Re: LIMIT causes huge slow down

From: Grégory Giannoni <greg(at)wmaker(dot)net>
To: pgsql-bugs(at)postgresql(dot)org
Subject: Re: LIMIT causes huge slow down
Date: 2014-03-13 17:05:38
Message-ID: 3E89FAAB-C4EB-45F0-B7C9-64DA24A73899@wmaker.net
Views: Raw Message | Whole Thread | Download mbox | Resend email
Thread:
Lists: pgsql-bugs


Le 12 mars 2014 à 17:34, David Johnston a écrit :

> Harry Rossignol wrote
>> hello
>>
>> i am just a lowly application developer, but i always include my 'where'
>> fields in my order by specification.
>> I.E. ORDER BY id_webzine,id_flickr,id_picasa,id_photo rather then just
>> id_photo
> [...]
> WRT to question posed: probably the easiest workaround is to move the
> unlimited query to a WITH clause and then apply the limit separately.
>
> You should indicate what version of PostgreSQL you are using.
>
> Sorry I'm not much help on the how and why of the actual plan choices here.
> The sorting is constant but since the limit and the where clause target
> different tables a full evaluation is needed to determine a solution so
> picking individual rows, which is what I see happening, doesn't by you
> anything.
>
> But, for all I know your using an old version and this undesirable behavior
> has already been found and fixed.

Hi,

thank you for your answer. I'm using PostgreSQL 9.3.3.

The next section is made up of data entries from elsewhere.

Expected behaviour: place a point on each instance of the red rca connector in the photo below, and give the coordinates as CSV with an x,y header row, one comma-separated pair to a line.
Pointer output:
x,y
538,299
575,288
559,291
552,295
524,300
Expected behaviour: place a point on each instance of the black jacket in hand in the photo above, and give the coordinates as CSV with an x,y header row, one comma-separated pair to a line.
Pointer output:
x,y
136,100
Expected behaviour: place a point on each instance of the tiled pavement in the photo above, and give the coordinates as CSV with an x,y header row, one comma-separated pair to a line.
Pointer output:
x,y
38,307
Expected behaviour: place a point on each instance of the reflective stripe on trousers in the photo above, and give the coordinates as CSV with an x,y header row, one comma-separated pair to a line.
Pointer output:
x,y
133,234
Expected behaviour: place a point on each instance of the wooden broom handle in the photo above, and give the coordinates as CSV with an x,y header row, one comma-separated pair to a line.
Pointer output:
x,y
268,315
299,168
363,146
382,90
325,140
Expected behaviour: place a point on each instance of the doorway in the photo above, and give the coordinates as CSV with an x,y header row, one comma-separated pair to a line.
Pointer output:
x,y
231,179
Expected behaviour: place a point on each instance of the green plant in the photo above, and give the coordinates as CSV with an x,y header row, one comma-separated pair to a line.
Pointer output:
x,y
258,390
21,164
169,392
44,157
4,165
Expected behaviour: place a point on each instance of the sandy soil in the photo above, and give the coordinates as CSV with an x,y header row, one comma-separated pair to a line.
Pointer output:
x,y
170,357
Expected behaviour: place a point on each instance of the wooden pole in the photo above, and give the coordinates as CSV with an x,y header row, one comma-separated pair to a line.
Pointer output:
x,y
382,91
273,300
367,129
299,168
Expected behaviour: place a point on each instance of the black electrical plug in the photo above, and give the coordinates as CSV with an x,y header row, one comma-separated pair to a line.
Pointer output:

Anyway, I tried Harry's idea.. and the result is for me very surprising : it worked.

=> explain analyze SELECT id_photo, id_album, galerie_photo.etat, galerie_photo.titre, galerie_photo.dimension FROM galerie_photo JOIN galerie_album USING(id_album) WHERE galerie_album.id_webzine='18' AND id_flickr=0 AND id_picasa=0 ORDER BY id_photo DESC, id_album DESC LIMIT 10;
QUERY PLAN
-------------------------------------------------------------------------------------------------------------------------------------------------------------------------------
Limit (cost=20388.78..20388.80 rows=10 width=37) (actual time=31.402..31.406 rows=10 loops=1)
-> Sort (cost=20388.78..20401.30 rows=5010 width=37) (actual time=31.400..31.401 rows=10 loops=1)
Sort Key: galerie_photo.id_photo, galerie_photo.id_album
Sort Method: top-N heapsort Memory: 25kB
-> Nested Loop (cost=0.84..20280.51 rows=5010 width=37) (actual time=0.087..27.920 rows=8247 loops=1)
-> Index Scan using galerie_album_picasa_flickr_idw_pos_idx on galerie_album (cost=0.42..251.20 rows=225 width=4) (actual time=0.032..0.529 rows=256 loops=1)
Index Cond: ((id_picasa = 0) AND (id_flickr = 0) AND (id_webzine = 18))
-> Index Scan using galerie_photo_id_album_idx on galerie_photo (cost=0.43..88.45 rows=57 width=37) (actual time=0.019..0.092 rows=32 loops=256)
Index Cond: (id_album = galerie_album.id_album)
Total runtime: 31.465 ms
(10 rows)

Adding a second order clause make the query planner choose the same plan that without the LIMIT, and perfs are OK.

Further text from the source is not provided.